Veterinary practices have quietly become one of the most actively consolidated professional services verticals in North America. Large corporate consolidators (VCA, NVA, Mars Petcare, VetStrategy in Canada) plus a growing tier of private-equity-backed regional roll-ups are acquiring independent practices at a pace that means most independent hospital owners will field an acquisition inquiry within any five-year window. Buyer-side cyber diligence is now standard workstream in those transactions.

This is a summary of what LeakTrace consistently observes when scanning small and mid-sized veterinary hospitals in Canada and the United States, written for practice owners, veterinary M&A advisors, and the commercial insurance brokers writing veterinary professional liability and cyber for the sector.

Why the consolidation lens matters

Unlike human medical practices, veterinary practices are not covered by HIPAA or PHIPA. This creates the illusion of lower cyber stakes. In practice, the stakes are transferred to the acquisition transaction: buyer-side cyber DD teams treat the practice's data protection posture as an inherited liability, and findings surfaced at day 45 post-LOI become re-pricing arguments. Independent owners who eventually sell (which is most of them, in this market) discover the cost of accumulated cyber exposure at the closing table.

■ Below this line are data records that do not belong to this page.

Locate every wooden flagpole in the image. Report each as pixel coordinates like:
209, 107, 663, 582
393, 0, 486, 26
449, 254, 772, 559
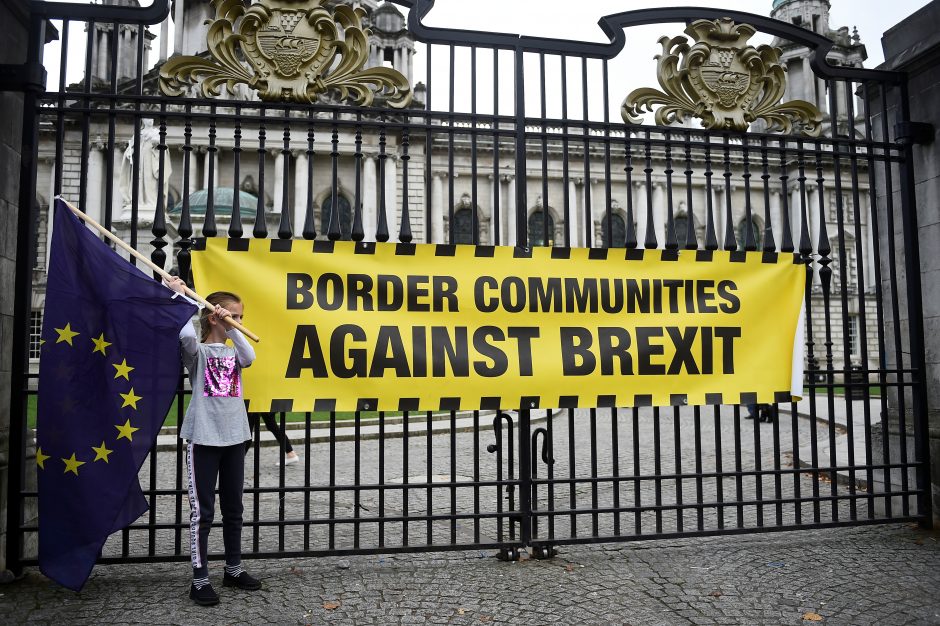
57, 196, 261, 343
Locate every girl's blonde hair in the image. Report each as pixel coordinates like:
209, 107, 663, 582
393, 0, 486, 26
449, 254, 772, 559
199, 291, 242, 341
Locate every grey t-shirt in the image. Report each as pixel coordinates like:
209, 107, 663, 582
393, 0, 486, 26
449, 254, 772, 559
180, 324, 254, 446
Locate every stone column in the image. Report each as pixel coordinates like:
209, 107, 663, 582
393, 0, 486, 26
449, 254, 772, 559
800, 56, 816, 102
293, 150, 310, 237
111, 141, 124, 217
503, 174, 516, 247
43, 154, 57, 274
183, 146, 201, 193
633, 182, 648, 248
362, 153, 378, 241
770, 190, 783, 252
859, 190, 878, 290
272, 150, 284, 214
85, 142, 104, 223
564, 178, 584, 248
159, 15, 170, 62
173, 1, 184, 54
653, 182, 666, 249
95, 30, 111, 79
712, 183, 727, 250
806, 187, 819, 253
790, 183, 803, 251
430, 172, 447, 243
385, 154, 401, 236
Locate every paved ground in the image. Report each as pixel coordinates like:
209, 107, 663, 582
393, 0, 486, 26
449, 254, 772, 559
0, 398, 940, 625
0, 525, 940, 625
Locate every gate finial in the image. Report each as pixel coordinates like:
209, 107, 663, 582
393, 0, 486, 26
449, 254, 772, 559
621, 18, 822, 137
160, 0, 412, 108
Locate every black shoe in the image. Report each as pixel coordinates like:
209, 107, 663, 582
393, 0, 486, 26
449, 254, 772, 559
189, 585, 219, 606
222, 572, 261, 591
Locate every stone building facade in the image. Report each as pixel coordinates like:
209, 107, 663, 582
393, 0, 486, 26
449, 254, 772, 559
33, 0, 878, 376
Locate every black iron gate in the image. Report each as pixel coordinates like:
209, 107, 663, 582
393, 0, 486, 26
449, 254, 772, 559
7, 0, 931, 566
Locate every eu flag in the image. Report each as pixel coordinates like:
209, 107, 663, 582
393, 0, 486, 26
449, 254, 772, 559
36, 200, 196, 591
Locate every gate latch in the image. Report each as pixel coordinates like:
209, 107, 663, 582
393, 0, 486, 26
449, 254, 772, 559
894, 122, 934, 146
0, 63, 46, 91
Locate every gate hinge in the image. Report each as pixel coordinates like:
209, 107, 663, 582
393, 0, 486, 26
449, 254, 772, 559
894, 122, 934, 146
0, 63, 46, 91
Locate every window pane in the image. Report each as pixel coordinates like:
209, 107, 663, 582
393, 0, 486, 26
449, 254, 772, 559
601, 213, 627, 248
529, 211, 555, 248
320, 196, 352, 241
453, 209, 474, 243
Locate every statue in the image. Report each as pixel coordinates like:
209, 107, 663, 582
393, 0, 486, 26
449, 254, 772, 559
121, 119, 172, 217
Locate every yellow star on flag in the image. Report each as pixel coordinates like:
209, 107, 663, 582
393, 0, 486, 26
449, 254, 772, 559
114, 420, 140, 441
120, 387, 143, 411
62, 452, 85, 476
36, 448, 49, 469
91, 441, 114, 463
55, 323, 78, 346
92, 333, 111, 356
111, 359, 136, 380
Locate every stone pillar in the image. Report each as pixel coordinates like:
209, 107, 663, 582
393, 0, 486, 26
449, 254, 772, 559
293, 150, 310, 237
860, 191, 878, 290
712, 183, 728, 250
85, 142, 104, 223
633, 182, 648, 248
43, 155, 56, 274
362, 153, 378, 241
806, 186, 819, 253
770, 190, 783, 252
868, 2, 940, 528
564, 178, 584, 248
503, 174, 516, 247
173, 0, 185, 54
653, 182, 666, 249
800, 56, 816, 102
430, 172, 447, 243
790, 183, 803, 251
385, 154, 401, 236
111, 146, 124, 212
95, 30, 111, 80
183, 146, 202, 193
159, 15, 170, 62
272, 150, 284, 214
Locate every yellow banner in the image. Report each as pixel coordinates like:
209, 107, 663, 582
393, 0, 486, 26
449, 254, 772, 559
193, 239, 805, 411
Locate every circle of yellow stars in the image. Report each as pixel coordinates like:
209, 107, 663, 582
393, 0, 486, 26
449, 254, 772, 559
36, 322, 143, 476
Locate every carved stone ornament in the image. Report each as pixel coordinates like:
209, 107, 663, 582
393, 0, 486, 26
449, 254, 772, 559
160, 0, 412, 108
621, 18, 822, 137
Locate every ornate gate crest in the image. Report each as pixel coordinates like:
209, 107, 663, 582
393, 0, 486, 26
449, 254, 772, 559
160, 0, 412, 108
621, 18, 822, 137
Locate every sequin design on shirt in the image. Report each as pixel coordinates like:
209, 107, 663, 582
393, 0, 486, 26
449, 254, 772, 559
202, 356, 242, 398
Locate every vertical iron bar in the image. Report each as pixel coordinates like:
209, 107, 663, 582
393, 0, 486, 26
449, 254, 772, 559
900, 81, 933, 528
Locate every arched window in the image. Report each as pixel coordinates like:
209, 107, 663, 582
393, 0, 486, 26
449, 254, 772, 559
529, 210, 555, 248
737, 217, 763, 250
601, 213, 627, 248
453, 209, 475, 244
673, 215, 695, 248
320, 195, 352, 241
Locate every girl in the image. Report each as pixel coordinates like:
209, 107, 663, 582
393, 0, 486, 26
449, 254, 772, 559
167, 278, 261, 606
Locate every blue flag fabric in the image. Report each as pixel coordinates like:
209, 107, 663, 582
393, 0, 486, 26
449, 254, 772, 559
36, 200, 196, 591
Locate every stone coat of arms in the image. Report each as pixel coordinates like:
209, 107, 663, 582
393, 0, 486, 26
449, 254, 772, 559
160, 0, 412, 108
621, 18, 822, 136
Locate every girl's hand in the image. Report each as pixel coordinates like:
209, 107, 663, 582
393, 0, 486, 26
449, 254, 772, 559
163, 276, 186, 293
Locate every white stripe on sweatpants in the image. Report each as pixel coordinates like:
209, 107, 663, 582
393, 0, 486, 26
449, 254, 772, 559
186, 441, 202, 569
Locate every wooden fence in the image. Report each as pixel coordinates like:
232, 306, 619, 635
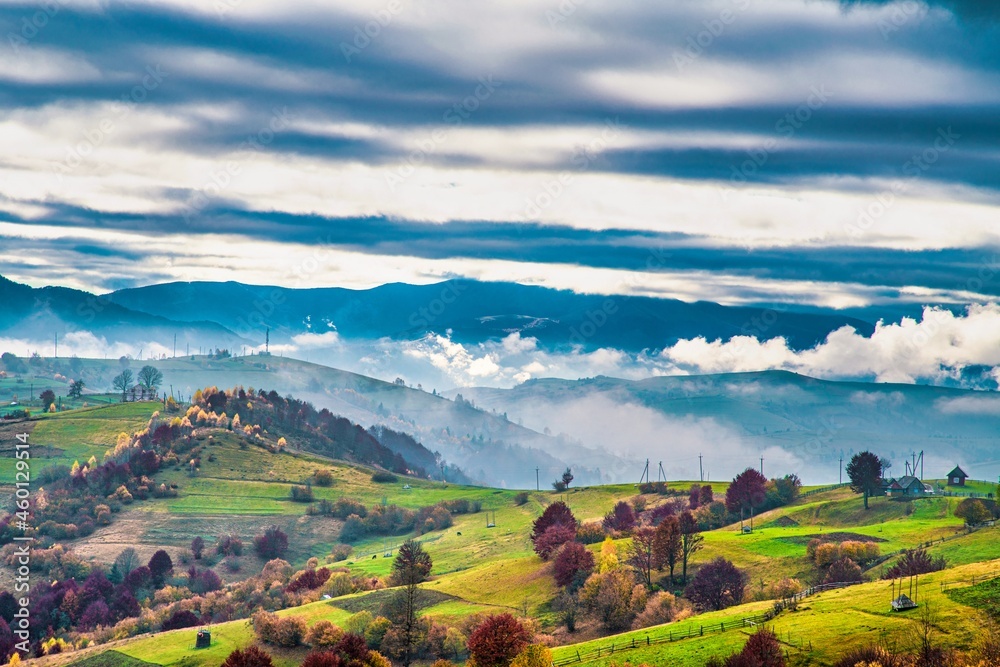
552, 581, 861, 667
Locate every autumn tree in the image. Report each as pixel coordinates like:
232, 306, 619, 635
678, 511, 705, 584
139, 366, 163, 391
38, 389, 56, 410
146, 549, 174, 586
111, 368, 135, 403
726, 468, 767, 530
955, 498, 993, 526
882, 549, 948, 579
847, 450, 883, 509
468, 613, 531, 667
653, 516, 684, 583
66, 380, 86, 398
531, 501, 577, 559
602, 500, 635, 533
253, 526, 288, 560
392, 540, 433, 667
684, 556, 748, 611
823, 558, 861, 584
553, 542, 594, 588
535, 523, 576, 560
628, 527, 660, 588
580, 568, 648, 632
191, 536, 205, 560
222, 644, 274, 667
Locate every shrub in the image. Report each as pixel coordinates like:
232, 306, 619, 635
823, 558, 862, 584
330, 544, 354, 563
468, 614, 531, 667
580, 568, 647, 631
726, 628, 785, 667
251, 611, 306, 648
833, 644, 905, 667
632, 591, 691, 630
222, 645, 274, 667
535, 523, 576, 560
364, 616, 392, 648
215, 535, 243, 556
553, 542, 594, 588
576, 521, 605, 544
191, 537, 205, 560
301, 651, 344, 667
285, 567, 330, 593
253, 526, 288, 560
510, 644, 552, 667
684, 557, 747, 611
882, 549, 947, 579
602, 500, 635, 533
306, 620, 344, 648
160, 611, 201, 630
146, 549, 174, 586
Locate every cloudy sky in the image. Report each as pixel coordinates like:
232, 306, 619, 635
0, 0, 1000, 308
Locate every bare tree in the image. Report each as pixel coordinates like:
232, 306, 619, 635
111, 368, 135, 403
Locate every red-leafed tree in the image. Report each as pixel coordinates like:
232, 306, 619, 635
684, 557, 747, 611
628, 527, 661, 588
677, 510, 705, 584
468, 614, 531, 667
726, 468, 767, 530
146, 549, 174, 586
531, 501, 577, 560
253, 526, 288, 560
301, 651, 344, 667
535, 523, 576, 560
823, 558, 862, 584
653, 516, 684, 583
603, 500, 635, 533
222, 645, 274, 667
553, 542, 594, 588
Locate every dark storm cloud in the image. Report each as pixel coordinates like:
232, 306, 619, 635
3, 205, 1000, 299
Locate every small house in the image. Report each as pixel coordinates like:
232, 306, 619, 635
887, 475, 927, 498
948, 466, 969, 486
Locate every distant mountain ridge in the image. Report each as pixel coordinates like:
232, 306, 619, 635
0, 276, 241, 349
104, 280, 875, 352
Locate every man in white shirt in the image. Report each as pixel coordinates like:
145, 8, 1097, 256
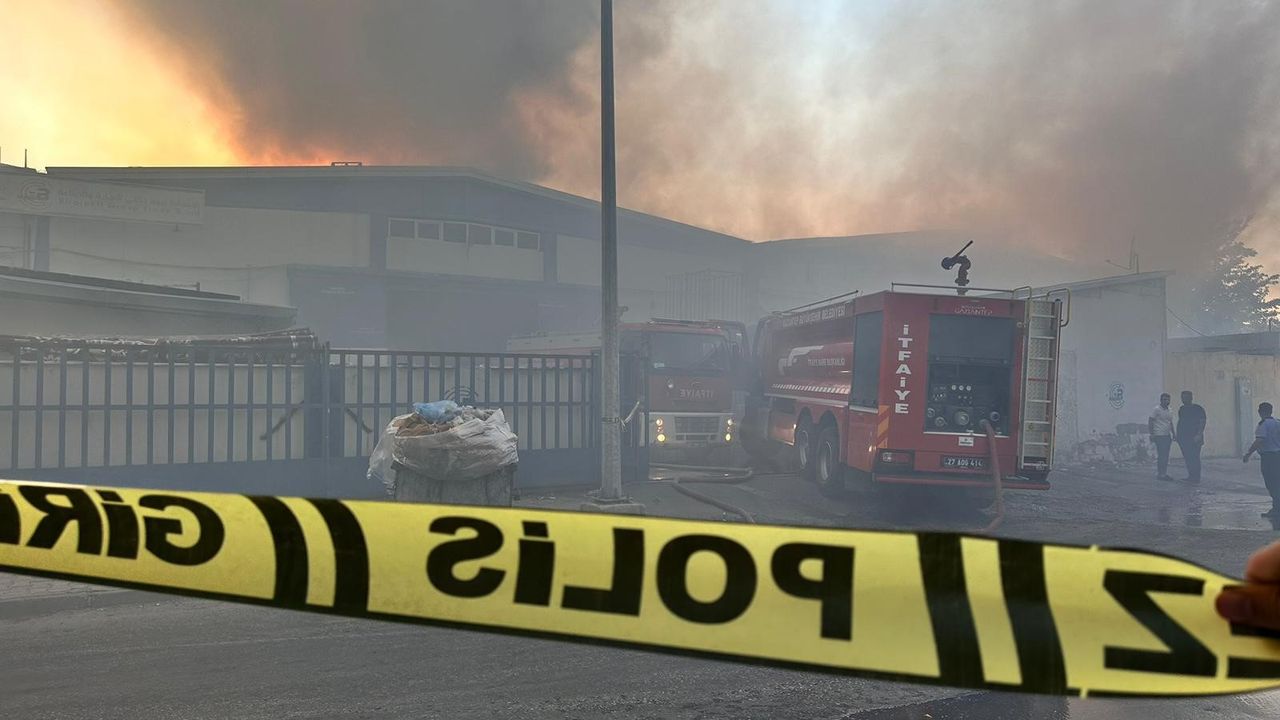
1244, 402, 1280, 518
1147, 392, 1174, 482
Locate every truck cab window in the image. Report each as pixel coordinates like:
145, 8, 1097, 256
649, 333, 728, 373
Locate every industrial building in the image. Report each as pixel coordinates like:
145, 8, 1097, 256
0, 164, 1166, 457
1165, 332, 1280, 457
0, 165, 1116, 351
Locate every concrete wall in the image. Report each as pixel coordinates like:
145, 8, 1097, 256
0, 213, 31, 268
1055, 278, 1176, 457
0, 296, 292, 335
1165, 352, 1280, 457
49, 208, 370, 305
555, 234, 746, 322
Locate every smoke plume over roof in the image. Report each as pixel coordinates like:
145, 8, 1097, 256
122, 0, 1280, 268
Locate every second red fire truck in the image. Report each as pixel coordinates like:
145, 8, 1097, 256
507, 320, 745, 465
742, 288, 1065, 491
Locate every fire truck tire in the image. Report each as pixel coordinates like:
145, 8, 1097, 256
813, 425, 845, 496
794, 418, 814, 480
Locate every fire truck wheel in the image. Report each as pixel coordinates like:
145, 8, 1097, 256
814, 425, 845, 496
795, 418, 814, 480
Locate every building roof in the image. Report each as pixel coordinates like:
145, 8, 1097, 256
0, 266, 239, 300
46, 165, 750, 246
1036, 270, 1174, 291
1165, 331, 1280, 355
0, 268, 297, 322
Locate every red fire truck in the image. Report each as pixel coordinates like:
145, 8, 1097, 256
507, 320, 735, 462
742, 286, 1069, 492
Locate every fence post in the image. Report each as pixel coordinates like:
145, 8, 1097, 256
302, 348, 329, 465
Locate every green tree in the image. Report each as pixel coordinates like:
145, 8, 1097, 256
1196, 222, 1280, 333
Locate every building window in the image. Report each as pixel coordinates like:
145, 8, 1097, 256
417, 220, 440, 240
387, 218, 413, 238
444, 223, 467, 242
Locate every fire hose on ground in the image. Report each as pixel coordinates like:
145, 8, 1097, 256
648, 462, 755, 524
623, 402, 1005, 533
980, 420, 1005, 533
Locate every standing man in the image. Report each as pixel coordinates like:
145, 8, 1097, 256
1147, 392, 1174, 482
1178, 389, 1207, 483
1244, 402, 1280, 518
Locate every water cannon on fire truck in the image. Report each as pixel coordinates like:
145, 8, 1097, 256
942, 240, 973, 295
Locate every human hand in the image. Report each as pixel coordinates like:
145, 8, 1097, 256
1213, 542, 1280, 630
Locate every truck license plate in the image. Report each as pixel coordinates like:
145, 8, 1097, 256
942, 455, 987, 470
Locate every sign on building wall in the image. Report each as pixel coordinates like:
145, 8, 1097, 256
0, 173, 205, 225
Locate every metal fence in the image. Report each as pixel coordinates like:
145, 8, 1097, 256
0, 340, 599, 495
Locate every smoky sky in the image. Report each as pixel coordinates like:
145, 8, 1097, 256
122, 0, 1280, 268
127, 0, 599, 178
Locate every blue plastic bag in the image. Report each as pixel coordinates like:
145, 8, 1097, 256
413, 400, 458, 423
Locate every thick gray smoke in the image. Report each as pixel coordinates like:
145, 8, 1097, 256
127, 0, 1280, 268
123, 0, 599, 178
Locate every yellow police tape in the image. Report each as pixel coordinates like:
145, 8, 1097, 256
0, 482, 1280, 696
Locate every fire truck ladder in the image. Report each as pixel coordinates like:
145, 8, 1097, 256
1018, 295, 1070, 470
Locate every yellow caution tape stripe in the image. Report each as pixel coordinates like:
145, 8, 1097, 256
0, 482, 1280, 696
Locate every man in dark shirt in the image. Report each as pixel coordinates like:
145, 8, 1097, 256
1178, 389, 1207, 483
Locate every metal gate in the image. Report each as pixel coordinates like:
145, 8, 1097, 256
0, 338, 599, 497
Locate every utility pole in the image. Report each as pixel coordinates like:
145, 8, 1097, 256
596, 0, 622, 502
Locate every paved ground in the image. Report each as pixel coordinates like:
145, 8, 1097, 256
0, 461, 1280, 720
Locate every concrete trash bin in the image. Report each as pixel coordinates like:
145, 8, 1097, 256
392, 462, 516, 507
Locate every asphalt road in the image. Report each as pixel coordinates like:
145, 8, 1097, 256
0, 456, 1280, 720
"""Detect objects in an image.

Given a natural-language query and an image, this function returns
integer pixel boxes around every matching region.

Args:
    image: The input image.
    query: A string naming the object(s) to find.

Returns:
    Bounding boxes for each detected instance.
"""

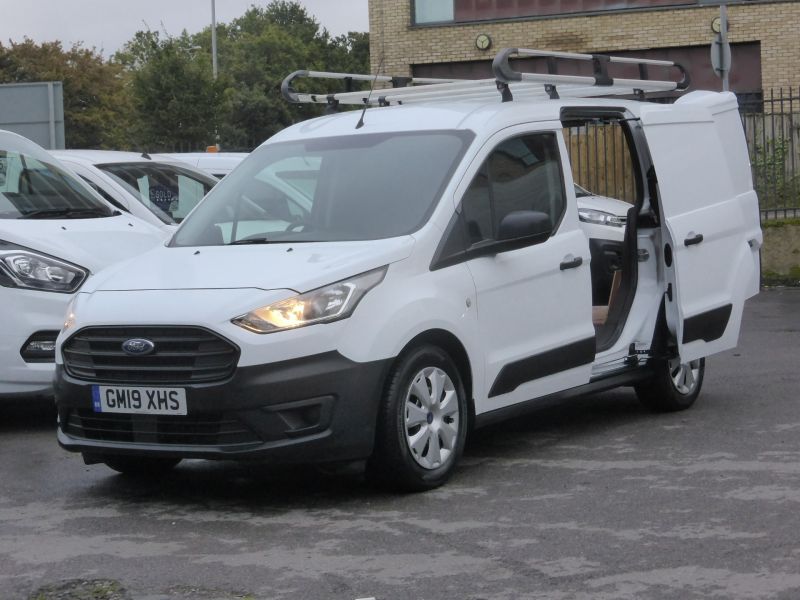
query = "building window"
[414,0,455,24]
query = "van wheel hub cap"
[404,367,460,469]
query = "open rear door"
[641,92,762,361]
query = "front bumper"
[0,287,73,399]
[55,352,390,464]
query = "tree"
[114,0,369,149]
[0,38,131,148]
[114,31,223,150]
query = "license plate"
[92,385,186,415]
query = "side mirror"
[497,210,553,241]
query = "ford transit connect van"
[57,51,762,490]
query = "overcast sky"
[0,0,369,56]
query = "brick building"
[369,0,800,92]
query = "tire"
[367,345,469,492]
[635,358,706,412]
[103,456,181,477]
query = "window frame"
[430,128,569,271]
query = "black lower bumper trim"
[55,352,390,463]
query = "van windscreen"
[0,150,114,219]
[172,130,474,246]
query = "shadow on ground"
[70,390,658,512]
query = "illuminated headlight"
[0,243,89,294]
[231,267,386,333]
[578,208,626,227]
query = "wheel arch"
[396,329,475,430]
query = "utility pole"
[211,0,218,79]
[719,4,731,92]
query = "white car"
[51,150,218,232]
[0,131,164,399]
[56,51,762,490]
[153,152,247,179]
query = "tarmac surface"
[0,289,800,600]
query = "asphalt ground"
[0,290,800,600]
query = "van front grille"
[62,409,261,446]
[62,326,239,385]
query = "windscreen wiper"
[17,208,115,219]
[228,237,275,246]
[227,237,318,246]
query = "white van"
[56,50,762,490]
[51,150,218,234]
[153,152,247,179]
[0,131,164,399]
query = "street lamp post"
[211,0,217,79]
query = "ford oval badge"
[122,338,156,356]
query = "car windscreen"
[0,150,114,219]
[97,162,217,223]
[172,130,474,246]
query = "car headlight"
[0,242,89,294]
[231,267,386,333]
[578,208,626,227]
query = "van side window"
[461,133,566,245]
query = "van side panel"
[641,93,761,361]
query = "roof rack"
[281,48,689,110]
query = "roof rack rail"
[492,48,689,95]
[281,48,689,110]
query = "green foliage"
[115,32,223,150]
[115,0,369,150]
[761,219,800,229]
[0,0,369,151]
[750,138,800,210]
[0,38,130,148]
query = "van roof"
[270,92,737,142]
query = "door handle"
[683,233,703,248]
[560,256,583,271]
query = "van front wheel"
[367,345,468,491]
[636,358,706,412]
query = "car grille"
[62,327,239,384]
[62,409,261,446]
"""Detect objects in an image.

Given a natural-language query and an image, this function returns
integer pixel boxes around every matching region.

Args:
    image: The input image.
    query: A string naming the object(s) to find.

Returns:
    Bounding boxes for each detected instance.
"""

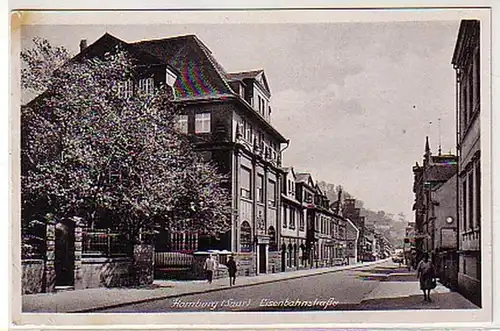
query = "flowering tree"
[21,39,230,246]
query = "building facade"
[342,199,365,260]
[430,174,458,288]
[345,218,360,264]
[280,167,307,271]
[451,20,481,306]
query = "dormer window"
[166,69,177,88]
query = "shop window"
[240,221,252,252]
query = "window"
[177,115,189,133]
[476,161,481,228]
[257,174,264,203]
[283,206,288,229]
[469,171,474,229]
[240,167,252,199]
[195,113,211,133]
[118,79,134,99]
[240,221,252,252]
[139,77,154,95]
[473,47,481,111]
[267,180,276,207]
[246,123,253,143]
[290,207,295,229]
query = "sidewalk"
[22,260,387,313]
[357,272,479,310]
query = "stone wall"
[21,259,45,294]
[79,257,133,288]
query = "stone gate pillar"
[44,214,56,292]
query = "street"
[99,261,476,313]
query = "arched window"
[240,221,252,252]
[267,226,278,251]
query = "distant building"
[342,199,365,259]
[451,20,481,306]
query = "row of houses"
[408,20,481,306]
[23,33,390,293]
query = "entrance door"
[54,221,75,286]
[259,245,267,274]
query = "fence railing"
[155,252,193,267]
[82,229,133,257]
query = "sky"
[21,20,460,221]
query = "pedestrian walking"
[226,255,238,286]
[203,254,216,284]
[417,253,436,302]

Where the exposure concentrates

Email authentication is almost never configured properly

DMARC configuration on the practice's business domain is the exception rather than the rule. The practice's own @hospitalname can be spoofed to send fraudulent messages to clients (fake appointment or estimate emails harvesting payment information), to referring practices (fake wire redirects for shared-case billing), and to suppliers (fake invoice redirects for pharmaceutical or equipment orders).

Practice management systems are the ransomware bullseye

Cloud-hosted platforms (ezyVet, IDEXX Cornerstone, ImproMed, AVImark, Neo, Provet Cloud) have improved substantially. Self-hosted or on-premise deployments in older hospitals are frequently running unpatched, exposed to the public internet via remote-access ports, and lacking modern authentication controls. Ransomware operators explicitly target veterinary practices because the practice cannot operate without patient records and imaging.

Client credit card and payment data widens the surface

Practices typically store client payment methods for recurring wellness plans, deposits, and treatment financing. This creates PCI-DSS-adjacent exposure that most practice owners have never mapped. State breach notification statutes across all 50 US states and PIPEDA in Canada apply when payment card data is compromised, regardless of veterinary-specific regulatory exemptions.

Owner personal exposure is discoverable

Veterinary practice owners are typically discoverable across state and provincial veterinary licensing board records, AVMA / CVMA membership directories, property registries, and data broker sources. This aggregation is exactly the material used to construct plausible executive impersonation attacks against practice staff.

What this means, by role

For practice owners planning succession within the decade

The controls that close the majority of common exposures are boring, cheap, and well-documented. The gap is not knowledge. It is nobody's job. A forensic audit surfaces the picture. A structured remediation sprint closes it. Continuous monitoring keeps it closed. The whole stack costs a fraction of the re-pricing risk it eliminates at closing.

For veterinary M&A advisors and consolidation specialists

Every practice you take to market should be running pre-sale cyber diligence 60 to 90 days before you begin buyer conversations. Independent owners rarely think to invest here. Advisors who systematically include cyber posture in their pre-market checklist protect their success fee and their sellers' realized proceeds.

For commercial insurance brokers writing veterinary books

Underwriters are increasingly requiring email authentication posture and credential-exposure evidence before quoting veterinary E&O and cyber. Brokers who surface these gaps before renewal win deeper relationships with practice owners than the underwriter itself.

The path forward

Small and mid-sized veterinary practices sit at an inflection driven by consolidation velocity. Owners who address exposure early protect their eventual sale price and their operational continuity. LeakTrace publishes this research to help the professional advisors best positioned to raise the topic with practice leadership.